One of the challenges we expect to face during this 1700-mile move, is transporting and re-acclimating our eight year old Doberman. Elvis, aka “the Bear” or “the Beastie”, is king of his domain here on Huntingdon Street. He knows and surveys every nook and cranny of his yard and his neighborhood. Every day of his life is a routine:
Morning: wake up, stretch, shake, eat, go for a walk, and catch the Frisbees
Afternoon: sleep, patrol the yard for squirrels, bark at anyone and everyone that walks by, sleep
Evenings: Come inside, eat, and sleep
Deviations from the routine are not acceptable and will be retaliated against by all available means, including whining, waking everyone in the middle of the night, eating random items that can only be surgically removed, and pouting and refusing food. Again, deviations from the routine will not be tolerated.
So you can imagine, Dave and I are both plotting the easiest way to transition the Beastie to his new digs without having to face the repercussions of his inability to adjust to new situations. We plan to do this trip in three days. Elvis will suck it up and ride in the car for one day, but two days of travel will likely be too much. Cue the tranquilizers. At the end of day two, we hope to be in Council Bluffs and spend some time with Jenny’s parents. Ideally, Elvis can run around a bit and detach his pea-brain from the old routine.
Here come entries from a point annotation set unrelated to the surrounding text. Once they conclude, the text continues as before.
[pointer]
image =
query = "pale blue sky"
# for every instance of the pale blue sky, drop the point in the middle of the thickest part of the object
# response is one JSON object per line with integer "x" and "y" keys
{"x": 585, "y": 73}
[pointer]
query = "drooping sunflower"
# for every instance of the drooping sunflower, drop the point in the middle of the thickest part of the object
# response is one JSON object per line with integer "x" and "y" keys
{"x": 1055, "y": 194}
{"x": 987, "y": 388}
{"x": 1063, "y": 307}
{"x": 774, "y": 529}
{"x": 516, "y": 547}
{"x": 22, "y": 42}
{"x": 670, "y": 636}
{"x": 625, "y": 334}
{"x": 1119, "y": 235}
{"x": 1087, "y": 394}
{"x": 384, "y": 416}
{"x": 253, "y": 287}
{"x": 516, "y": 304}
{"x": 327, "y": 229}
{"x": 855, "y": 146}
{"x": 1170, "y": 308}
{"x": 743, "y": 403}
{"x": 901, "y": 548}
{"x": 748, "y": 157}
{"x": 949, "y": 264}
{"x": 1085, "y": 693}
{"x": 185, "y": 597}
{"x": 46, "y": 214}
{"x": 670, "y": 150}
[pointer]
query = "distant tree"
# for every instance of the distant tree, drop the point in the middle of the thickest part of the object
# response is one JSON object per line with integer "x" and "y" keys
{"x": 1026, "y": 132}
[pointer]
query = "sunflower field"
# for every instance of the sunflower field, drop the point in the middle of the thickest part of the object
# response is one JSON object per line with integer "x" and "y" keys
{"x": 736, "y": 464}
Finally, we will make the final 8-hour journey to Hoten Holler, hopefully sans tranquilizers.
We hope he will be delighted to see how much his playground has expanded, but there are new dangers in the Black Hills. Apparently, we are not only right in the center of the Elk Capitol of South Dakota, but also prime mountain lion hunting ground. Additionally, new wildlife not to be chased includes porcupine, coyote, and rattlesnakes. In a perfect world, Elvis will never have to be leashed again, but likely, a long lead will be needed until he figures out the lay of the land.